Voltamos à esfera política e ao que aguarda França nas próximas semanas face à ameaça de colapso governamental. “É uma escolha política pôr mais ênfase nos cortes de despesa ou no aumento de impostos, mas como a quota do Estado francês já é uma das mais elevadas do mundo, há limites para consolidar exclusivamente do lado da receita por via do OE. Para que a consolidação orçamental funcione, será fundamental cortar na despesa e aumentar os impostos de uma forma que minimize o impacto negativo no crescimento económico.”

Mesmo que Barnier consiga encontrar uma forma de aprovar o atual Orçamento na forma de "penso rápido", referia há alguns dias a revista Spectator, “subsiste um problema maior” – o facto de a despesa excessiva do Estado francês ser estrutural. Começar a reduzir o défice grego há mais de uma década foi possível, apesar de ter implicado uma contração de 30% do PIB. Mas França “é demasiado grande para ser salva”, aponta a publicação britânica.

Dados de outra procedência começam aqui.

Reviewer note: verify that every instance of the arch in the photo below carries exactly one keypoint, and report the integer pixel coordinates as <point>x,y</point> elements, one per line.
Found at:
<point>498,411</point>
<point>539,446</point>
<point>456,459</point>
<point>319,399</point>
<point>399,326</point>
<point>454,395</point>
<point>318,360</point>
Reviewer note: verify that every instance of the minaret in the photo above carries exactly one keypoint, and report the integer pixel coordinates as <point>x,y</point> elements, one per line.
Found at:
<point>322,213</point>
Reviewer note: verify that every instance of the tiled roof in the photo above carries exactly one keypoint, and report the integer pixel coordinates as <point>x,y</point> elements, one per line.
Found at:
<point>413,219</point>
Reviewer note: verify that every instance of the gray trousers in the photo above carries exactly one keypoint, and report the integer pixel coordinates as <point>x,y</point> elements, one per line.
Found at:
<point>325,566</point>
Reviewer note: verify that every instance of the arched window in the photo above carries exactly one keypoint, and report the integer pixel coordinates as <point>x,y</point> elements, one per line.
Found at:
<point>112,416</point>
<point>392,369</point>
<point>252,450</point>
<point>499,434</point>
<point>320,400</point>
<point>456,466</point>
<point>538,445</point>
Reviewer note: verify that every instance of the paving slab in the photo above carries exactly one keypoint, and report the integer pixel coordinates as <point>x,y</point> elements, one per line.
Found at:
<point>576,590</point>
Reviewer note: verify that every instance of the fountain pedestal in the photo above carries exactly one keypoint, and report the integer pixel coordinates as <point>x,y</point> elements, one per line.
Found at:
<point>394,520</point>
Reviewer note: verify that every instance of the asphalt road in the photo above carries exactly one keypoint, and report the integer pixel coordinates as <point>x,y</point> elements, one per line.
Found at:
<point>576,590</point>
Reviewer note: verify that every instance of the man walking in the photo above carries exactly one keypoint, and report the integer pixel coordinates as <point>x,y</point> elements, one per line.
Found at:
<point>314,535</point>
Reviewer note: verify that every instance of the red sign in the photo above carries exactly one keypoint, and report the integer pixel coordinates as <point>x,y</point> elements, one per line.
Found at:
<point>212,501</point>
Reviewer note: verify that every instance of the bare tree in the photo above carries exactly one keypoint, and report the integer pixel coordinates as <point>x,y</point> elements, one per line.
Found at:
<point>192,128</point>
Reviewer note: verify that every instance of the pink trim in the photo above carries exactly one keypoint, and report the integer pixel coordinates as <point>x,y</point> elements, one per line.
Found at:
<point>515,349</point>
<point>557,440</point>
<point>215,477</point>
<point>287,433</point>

“Ninguém queria resgatar a Grécia, mas fazê-lo, pelo menos, era relativamente acessível. França tem mais de dez vezes o tamanho da Grécia – e mesmo que quisesse, nem sequer a Alemanha se poderia dar ao luxo de a socorrer. França arrisca-se a tornar-se um teste bem mais sério à Zona Euro do que a Grécia algum dia foi. [E] a crise em Paris está só a começar.”